A grande mudança aqui foi afastar-se da tematização literal. O Port 13 dizia "porto" com um riacho interior e uma roda de moinho a funcionar. O Cesky Port diz-o com materiais. Foi pensado como um pub checo moderno, uma gospoda ligeiramente mais avant-garde, em que a sensação de taberna centro-europeia vem da luz e da textura, e não de adereços. Três coisas sustentam a atmosfera: madeira, tijolo e vegetação viva. As duas primeiras são o próprio tecido oitocentista do edifício. A terceira é o que impede tudo de se tornar uma aula de história. Por trás de tudo isto, um azul-marinho profundo satura as paredes, marítimo o suficiente para se ler numa frente ribeirinha e escuro o suficiente para fazer o carvalho e o latão funcionarem.

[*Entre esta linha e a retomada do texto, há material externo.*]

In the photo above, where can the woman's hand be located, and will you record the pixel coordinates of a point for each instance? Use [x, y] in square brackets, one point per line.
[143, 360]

O resultado é checo no conceito, ribeirinho no carácter e contemporâneo na execução.

A peça central do projeto foi um canal de aquário em vidro personalizado, colocado no mesmo eixo do elemento de água existente, mas resolvido como um corpo de água encerrado em vidro e iluminado, em vez de um riacho aberto com grades de ponte. O aquário fica entre as colunas em Y de madeira, e a sua transparência e iluminação LED fazem-no parecer flutuar dentro da floresta estrutural do celeiro patrimonial. Um detalhe construtivo isométrico à escala 1:25 documenta o desenho personalizado do encerramento em vidro, incluindo as ligações estruturais e as especificações dos painéis de vidro.

A parte mais pessoal disto tudo é o azulejo. Murais em azulejo português pintados à mão com caravelas, importados de Portugal por Diogo Leitão. São autobiografia e são específicos do lugar ao mesmo tempo, porque os barcos pertencem a um porto ribeirinho tanto quanto pertencem a ele. Frisos com motivo de peixes emolduram os murais, o que junta tradição cerâmica portuguesa e um menu de marisco no mesmo gesto. Contem as camadas: um conceito de restaurante checo, num celeiro prussiano, junto a um rio polaco, revestido a azulejo por um designer português. Está tudo ali de propósito.


Portas em vigia, corda náutica e bancos estofados levam a linha marítima até aos detalhes que se tocam. Foram desenhadas duas opções de casa de banho. Opção A: frisos com motivo de peixes, azul-marinho brilhante na parede inferior, espelhos ornamentados em madeira entalhada, apliques Art Déco em latão sobre bancadas de mármore. Opção B: azul-marinho até ao teto, papel de parede botânico escuro na empena, armários com medalhão oval em latão, espelhos com moldura dourada. O aquário foi desenhado por completo e projetado ao nível de obra. Nunca chegou a ser construído.





O projeto ficou concluído em 2020. O restaurante abriu em junho de 2023 como Cesky Port. O pacote de desenhos inclui uma planta à escala 1:100, quatro alçados de parede à escala 1:50, o detalhe isométrico do aquário à escala 1:25, e um render de planta em vista de cima. Desenha-se a este nível quando se trabalha dentro de um edifício patrimonial e cada decisão tem de encaixar em algo que já lá está.